DOD seeks net-centricity help

Vendors have been slow in providing needed support for net-centric command and control

Wanted: Capabilities brokers

The Defense Information Systems Agency said it needs industry help in finding and delivering capabilities to meet new Defense Department requirements. DISA officials are considering seeking a capabilities broker, whose function would be to help DOD:

  • Quickly identify technologies used by civilian organizations that could be adapted for military use.

  • Learn about new technologies from the broker without raising conflict-of-interest issues.

  • Add those new capabilities to its Net-Enabled Command Capability program.


  • — Florence Olsen

    Defense Department officials say their message to industry about network-centricity is not getting through, or maybe they have not articulated the message with sufficient clarity. But either way, DOD officials say they are frustrated.


    Tony Montemarano, director of the Defense Information Systems Agency’s Information Assurance/Network Operations Program Executive Office, said vendors continue to offer DISA traditional solutions, despite the agency’s efforts to explain its net-centric requirements.


    “Net-centricity is coming to the NetOps community, but NetOps vendors aren’t getting the message,” Montemarano said at recent DISA Forecast to Industry presentation in Washington. “We need those of you who have those tools to have that in mind when you come forward.”


    Vendors continue to offer DISA traditional point-to-point solutions or ones in which they put software agents on another company’s device. “That’s not where we are going,” Montemarano said in an interview.


    He speculated that industry may need more education on net-centricity before it commits to the program. “Industry needs to accept the fact that DOD is serious about this,” he said. “We will be moving to net-centricity, and we will not be cobbling it together ourselves. If they get on the bandwagon, industry can help DOD. There is a niche here to be satisfied. As net-centricity develops momentum, there will be a lot more opportunities for industry.”


    DISA is looking beyond solutions that provide improved views of the network, Montemarano said. “At a simple level, we are talking about publishing information on the network and having users subscribe to those information services. The vendors I talk to are not using that kind of language. We want to work with industry to publish data. We want industry to come in and say, ‘We are ready to do this whenever you are.’”


    DISA also wants industry to help it identify net-centric capabilities beyond those it knows. DISA needs industry to play the role of capability broker, Montemarano said. “The idea behind capabilities brokers is to serve as DISA’s independent eyes, ears and arms to look for capabilities,” said Dave Bennett, the agency’s deputy director for command-and-control systems.

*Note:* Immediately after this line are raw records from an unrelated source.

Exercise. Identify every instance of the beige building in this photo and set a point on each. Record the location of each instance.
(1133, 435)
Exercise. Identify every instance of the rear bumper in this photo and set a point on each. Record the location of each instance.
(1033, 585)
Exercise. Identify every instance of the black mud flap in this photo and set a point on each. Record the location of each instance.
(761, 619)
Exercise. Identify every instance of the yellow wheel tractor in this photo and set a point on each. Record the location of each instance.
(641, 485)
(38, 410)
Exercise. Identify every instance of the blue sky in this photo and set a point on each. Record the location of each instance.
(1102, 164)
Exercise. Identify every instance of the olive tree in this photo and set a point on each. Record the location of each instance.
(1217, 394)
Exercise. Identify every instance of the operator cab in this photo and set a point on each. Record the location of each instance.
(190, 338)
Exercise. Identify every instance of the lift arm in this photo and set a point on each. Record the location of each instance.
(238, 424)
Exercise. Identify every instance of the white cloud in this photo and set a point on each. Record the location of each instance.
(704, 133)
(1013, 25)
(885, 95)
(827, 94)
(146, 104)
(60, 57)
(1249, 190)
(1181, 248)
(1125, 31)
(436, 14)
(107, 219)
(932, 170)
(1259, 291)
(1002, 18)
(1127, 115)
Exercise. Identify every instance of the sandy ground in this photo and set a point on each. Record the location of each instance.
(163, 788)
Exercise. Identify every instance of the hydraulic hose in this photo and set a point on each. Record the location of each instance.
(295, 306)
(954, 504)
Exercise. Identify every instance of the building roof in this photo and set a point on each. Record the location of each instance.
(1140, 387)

    The agency is looking for specific solutions for its Net-Enabled Command Capability program, which would provide commanders with data and information needed to make timely, effective, and informed decisions. “We will be looking for one large entity that will operate with no strings attached and no conflicts of interest with respect to proprietary solutions or products,” Bennett said.

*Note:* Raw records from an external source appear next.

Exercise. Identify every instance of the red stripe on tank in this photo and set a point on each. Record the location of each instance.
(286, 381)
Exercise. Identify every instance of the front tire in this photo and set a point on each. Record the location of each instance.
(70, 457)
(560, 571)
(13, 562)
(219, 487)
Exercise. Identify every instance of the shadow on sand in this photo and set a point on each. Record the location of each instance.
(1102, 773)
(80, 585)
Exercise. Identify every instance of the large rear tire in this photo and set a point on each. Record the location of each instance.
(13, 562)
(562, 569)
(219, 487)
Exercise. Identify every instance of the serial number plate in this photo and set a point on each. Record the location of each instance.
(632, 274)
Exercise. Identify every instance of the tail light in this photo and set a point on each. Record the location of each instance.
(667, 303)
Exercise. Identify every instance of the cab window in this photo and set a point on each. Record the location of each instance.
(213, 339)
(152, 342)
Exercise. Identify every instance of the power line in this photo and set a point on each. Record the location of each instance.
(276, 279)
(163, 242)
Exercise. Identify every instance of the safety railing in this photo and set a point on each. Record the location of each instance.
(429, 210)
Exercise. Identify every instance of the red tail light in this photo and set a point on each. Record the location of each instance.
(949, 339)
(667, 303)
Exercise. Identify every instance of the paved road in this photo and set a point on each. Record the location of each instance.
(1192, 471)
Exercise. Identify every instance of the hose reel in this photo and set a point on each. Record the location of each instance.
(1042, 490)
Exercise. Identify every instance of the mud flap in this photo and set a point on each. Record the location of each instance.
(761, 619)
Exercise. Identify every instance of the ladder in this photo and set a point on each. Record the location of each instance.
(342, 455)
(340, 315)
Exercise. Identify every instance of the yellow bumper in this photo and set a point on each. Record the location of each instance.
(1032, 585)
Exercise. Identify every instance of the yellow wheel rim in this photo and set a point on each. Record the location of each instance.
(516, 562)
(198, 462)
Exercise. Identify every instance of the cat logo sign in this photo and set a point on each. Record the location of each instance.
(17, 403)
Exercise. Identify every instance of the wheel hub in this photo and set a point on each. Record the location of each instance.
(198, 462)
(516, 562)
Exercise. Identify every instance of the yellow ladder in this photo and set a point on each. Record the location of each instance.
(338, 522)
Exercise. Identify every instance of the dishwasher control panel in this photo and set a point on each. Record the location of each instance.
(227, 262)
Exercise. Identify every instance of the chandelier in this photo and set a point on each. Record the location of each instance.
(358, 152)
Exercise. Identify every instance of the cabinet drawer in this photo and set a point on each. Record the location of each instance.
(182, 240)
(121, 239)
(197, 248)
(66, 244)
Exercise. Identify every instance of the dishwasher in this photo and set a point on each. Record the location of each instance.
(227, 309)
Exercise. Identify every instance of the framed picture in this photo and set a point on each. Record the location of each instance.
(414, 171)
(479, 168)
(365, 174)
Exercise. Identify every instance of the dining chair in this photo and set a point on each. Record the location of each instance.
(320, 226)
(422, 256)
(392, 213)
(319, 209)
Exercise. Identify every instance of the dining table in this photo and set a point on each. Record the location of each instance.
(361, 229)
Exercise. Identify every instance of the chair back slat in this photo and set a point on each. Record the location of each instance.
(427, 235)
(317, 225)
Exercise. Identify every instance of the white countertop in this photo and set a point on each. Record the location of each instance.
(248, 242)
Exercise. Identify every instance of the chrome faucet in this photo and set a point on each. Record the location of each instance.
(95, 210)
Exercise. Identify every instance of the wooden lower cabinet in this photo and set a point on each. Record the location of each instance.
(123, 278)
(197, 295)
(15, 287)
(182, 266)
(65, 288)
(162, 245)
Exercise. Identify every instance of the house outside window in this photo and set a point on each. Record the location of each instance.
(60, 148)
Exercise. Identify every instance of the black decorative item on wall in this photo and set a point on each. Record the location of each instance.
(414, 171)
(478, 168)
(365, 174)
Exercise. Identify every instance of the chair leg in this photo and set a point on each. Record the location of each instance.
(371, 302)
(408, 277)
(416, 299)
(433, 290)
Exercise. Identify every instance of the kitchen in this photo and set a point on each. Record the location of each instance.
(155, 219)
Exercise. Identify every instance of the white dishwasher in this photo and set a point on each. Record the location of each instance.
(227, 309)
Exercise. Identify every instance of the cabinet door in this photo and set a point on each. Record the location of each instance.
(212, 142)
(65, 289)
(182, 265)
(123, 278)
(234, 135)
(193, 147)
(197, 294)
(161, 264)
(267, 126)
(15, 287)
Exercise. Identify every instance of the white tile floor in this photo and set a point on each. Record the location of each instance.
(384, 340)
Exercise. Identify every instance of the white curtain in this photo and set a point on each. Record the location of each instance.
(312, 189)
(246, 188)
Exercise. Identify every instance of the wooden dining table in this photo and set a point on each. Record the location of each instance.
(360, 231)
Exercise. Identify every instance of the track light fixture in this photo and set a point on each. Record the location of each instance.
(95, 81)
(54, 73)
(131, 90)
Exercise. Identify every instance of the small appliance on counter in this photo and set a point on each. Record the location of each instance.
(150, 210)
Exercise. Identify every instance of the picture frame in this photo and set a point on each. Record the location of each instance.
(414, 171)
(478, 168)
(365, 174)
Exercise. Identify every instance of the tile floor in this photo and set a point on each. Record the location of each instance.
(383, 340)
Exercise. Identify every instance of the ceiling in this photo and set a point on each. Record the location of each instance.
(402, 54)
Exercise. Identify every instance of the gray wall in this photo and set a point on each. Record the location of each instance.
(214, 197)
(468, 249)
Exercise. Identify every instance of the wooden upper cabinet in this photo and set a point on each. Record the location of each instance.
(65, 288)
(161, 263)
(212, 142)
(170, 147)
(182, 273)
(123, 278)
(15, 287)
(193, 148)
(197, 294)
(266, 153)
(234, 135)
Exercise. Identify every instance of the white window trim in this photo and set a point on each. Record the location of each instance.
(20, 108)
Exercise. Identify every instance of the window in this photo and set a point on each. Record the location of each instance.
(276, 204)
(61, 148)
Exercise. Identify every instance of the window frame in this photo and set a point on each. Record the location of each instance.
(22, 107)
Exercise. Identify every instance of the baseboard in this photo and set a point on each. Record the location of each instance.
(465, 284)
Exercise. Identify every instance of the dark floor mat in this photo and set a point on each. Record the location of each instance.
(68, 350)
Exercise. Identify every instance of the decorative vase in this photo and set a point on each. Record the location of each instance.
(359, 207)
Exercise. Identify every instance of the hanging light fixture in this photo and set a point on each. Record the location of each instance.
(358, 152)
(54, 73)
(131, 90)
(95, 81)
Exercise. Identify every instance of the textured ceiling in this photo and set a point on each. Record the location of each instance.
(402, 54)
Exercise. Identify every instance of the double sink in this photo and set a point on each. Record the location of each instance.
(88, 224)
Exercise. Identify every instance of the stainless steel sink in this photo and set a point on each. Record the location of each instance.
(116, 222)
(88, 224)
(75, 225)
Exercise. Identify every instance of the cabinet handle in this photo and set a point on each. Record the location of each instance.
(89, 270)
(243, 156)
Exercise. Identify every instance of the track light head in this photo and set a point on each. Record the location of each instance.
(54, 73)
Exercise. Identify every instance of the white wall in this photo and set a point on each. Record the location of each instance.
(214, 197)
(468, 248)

    The agency plans to issue a solicitation for a capabilities broker in the first quarter of fiscal 2008 to learn to what extent it can rely on industry to help it identify and acquire new technologies. The quest is based on the presumption that industry has solutions or is at least working on them, Montemarano said.


    “We in the department have been articulating our network-centric strategy for multiple years,” Montemarano said. “It seems to me industry would want to embrace it. If we haven’t been clear enough, if we haven’t given them enough information, or if we haven’t issued sufficient standards, then they should hold us accountable for that.”


    Buxbaum is a freelance writer in Bethesda, Md.